Two coarse-graining studies of
stochastic models in molecular biology
Pete Kramer, RPI
Abstract
We examine stochastic coarse-graining strategies for two biomolecular
systems. First, we compute the large-scale transport properties
of the basic flashing ratchet mathematical model for (Brownian)
molecular motors and consider in this light whether the underlying
continuous-space, continuous-time Markovian model can be coarse-grained
as a discrete-state, continuous-time Markovian random walk model.

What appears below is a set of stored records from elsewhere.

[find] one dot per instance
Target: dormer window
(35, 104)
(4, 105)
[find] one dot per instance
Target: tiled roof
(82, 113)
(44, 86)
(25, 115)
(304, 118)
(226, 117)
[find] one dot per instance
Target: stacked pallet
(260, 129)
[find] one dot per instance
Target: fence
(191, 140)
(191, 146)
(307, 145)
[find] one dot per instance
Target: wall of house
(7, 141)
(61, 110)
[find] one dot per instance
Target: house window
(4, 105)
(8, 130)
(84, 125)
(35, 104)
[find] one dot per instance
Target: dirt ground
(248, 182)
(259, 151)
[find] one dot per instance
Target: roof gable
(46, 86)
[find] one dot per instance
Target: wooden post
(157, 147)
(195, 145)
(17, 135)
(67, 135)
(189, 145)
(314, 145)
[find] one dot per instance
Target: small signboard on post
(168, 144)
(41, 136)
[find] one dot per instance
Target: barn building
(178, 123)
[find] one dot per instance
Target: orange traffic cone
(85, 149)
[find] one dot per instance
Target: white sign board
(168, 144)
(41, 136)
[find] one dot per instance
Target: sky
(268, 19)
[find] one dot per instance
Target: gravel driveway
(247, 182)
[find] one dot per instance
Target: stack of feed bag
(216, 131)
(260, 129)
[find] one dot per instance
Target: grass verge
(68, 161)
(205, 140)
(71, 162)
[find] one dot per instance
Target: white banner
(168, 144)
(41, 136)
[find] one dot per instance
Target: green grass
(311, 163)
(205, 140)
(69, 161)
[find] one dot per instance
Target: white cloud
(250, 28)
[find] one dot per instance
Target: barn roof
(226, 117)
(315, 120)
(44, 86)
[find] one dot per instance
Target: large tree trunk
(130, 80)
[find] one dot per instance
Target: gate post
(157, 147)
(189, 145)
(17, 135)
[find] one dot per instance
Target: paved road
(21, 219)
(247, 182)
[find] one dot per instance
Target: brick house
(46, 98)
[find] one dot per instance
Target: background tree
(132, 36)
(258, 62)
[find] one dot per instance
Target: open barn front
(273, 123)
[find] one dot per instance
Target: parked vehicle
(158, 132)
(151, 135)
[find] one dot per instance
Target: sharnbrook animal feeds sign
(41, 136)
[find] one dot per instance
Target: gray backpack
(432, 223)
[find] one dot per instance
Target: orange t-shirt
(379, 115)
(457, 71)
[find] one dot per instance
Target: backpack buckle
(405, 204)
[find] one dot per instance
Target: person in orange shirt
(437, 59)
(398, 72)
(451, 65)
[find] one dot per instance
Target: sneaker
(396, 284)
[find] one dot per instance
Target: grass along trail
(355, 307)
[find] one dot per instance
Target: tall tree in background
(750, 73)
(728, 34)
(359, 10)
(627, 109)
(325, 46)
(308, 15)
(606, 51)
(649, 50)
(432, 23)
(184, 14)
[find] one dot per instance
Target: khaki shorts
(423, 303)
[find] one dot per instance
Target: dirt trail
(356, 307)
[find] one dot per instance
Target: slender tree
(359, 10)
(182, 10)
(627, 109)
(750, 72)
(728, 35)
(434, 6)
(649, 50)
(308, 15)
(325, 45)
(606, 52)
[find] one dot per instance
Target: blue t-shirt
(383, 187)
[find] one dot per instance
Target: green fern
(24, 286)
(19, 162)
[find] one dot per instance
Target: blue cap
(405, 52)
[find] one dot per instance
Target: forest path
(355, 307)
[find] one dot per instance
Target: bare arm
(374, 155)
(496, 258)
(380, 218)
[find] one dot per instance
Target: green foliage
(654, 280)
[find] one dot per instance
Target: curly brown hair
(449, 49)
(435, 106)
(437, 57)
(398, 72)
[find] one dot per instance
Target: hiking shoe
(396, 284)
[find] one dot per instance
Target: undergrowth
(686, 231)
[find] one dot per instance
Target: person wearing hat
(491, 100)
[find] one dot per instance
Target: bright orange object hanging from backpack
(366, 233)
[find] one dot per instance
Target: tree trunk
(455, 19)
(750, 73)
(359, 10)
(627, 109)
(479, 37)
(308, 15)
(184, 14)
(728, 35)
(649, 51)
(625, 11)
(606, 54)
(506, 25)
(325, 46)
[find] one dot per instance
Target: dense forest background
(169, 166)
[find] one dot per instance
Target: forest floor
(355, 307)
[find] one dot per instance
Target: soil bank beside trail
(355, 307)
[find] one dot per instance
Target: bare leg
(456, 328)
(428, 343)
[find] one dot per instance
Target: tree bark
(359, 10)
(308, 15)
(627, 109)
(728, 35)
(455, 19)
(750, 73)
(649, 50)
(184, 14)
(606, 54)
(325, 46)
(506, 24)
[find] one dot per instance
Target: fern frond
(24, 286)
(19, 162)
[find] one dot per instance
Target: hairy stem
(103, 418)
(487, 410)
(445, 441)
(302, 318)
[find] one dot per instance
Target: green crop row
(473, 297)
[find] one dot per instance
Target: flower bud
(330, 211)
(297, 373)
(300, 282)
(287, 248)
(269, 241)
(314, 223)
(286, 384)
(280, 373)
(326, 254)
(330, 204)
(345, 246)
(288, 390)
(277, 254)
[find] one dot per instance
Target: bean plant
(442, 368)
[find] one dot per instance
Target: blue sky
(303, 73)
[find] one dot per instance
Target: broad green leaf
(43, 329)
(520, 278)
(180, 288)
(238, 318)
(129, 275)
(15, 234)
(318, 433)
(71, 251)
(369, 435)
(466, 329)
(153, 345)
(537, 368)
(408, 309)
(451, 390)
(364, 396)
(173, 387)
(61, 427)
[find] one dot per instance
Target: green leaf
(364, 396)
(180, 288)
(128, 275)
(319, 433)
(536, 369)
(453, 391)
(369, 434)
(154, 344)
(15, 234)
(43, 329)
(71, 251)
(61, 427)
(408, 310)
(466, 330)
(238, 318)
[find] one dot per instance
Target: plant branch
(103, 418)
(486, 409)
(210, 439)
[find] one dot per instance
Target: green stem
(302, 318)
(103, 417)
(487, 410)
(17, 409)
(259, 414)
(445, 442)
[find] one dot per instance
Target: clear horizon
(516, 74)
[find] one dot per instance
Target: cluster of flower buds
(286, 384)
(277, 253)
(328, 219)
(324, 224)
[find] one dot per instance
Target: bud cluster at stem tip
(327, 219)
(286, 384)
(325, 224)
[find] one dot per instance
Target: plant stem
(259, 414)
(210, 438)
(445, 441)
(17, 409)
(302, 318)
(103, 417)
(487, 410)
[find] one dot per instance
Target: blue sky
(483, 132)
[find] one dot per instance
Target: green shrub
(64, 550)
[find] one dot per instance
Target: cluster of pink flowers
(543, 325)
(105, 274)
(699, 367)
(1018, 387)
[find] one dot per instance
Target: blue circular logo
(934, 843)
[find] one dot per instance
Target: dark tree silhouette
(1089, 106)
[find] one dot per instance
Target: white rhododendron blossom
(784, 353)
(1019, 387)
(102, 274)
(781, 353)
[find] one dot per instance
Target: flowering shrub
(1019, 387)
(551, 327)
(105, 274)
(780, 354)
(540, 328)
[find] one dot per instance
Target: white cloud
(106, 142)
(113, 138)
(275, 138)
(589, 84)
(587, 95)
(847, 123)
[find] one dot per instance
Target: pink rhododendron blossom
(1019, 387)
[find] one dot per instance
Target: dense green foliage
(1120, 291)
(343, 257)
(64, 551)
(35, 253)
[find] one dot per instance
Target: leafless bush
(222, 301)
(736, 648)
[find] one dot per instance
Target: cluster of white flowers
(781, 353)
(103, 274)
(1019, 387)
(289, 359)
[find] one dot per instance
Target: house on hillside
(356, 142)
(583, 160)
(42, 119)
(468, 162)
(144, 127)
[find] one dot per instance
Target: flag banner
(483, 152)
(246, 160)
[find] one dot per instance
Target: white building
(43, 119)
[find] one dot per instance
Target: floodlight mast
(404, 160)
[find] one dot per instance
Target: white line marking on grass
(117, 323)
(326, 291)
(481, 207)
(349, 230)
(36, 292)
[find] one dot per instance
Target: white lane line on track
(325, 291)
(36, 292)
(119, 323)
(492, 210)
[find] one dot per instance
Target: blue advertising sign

Through careful computation of associated statistical signatures of
Markovianity, we find that such a discrete coarse-graining is an
excellent approximation over much but not all of the parameter
regime. In particular, for the parameter values associated with
the most efficient operation of the flashing ratchet, the discretized
model displays non-Markovian features such as waiting times between
jumps which are not exponentially distributed. We provide a
theoretical framework for understanding the conditions under which
Markovianity is to be expected in the discretized model and two
mechanisms by which the flashing ratchet model coarse-grains to a
non-Markovian discretized model. Next we turn to a basic question
of how the dynamics of water molecules near the surface of a solute can
be represented by a simple drift-diffusion stochastic model. This
question is of most interest for the purpose of accelerating molecular
dynamics simulations of proteins, but for simplicity, we here examine
the simple case where the solute is a $ C_{60} $ buckyball, which has a
homogenous, roughly isotropic form. We compare the mathematical
drift-diffusion framework with a statistical quantification of water
dynamics near a solute discussed in the biophysical literature. A
key concern is the choice of time interval on which to sample the
molecular dynamics data to generate estimators for the drift and
diffusivity. We use a simple mathematical toy model to establish
insight and a strategy, but find for the actual molecular dynamics
data, that the sampling times which produce the most faithful drift
coefficient and the sampling times which produce the most faithful
diffusion coefficient do not overlap, so that sacrifice of quality in
one or the other parameter appears necessary.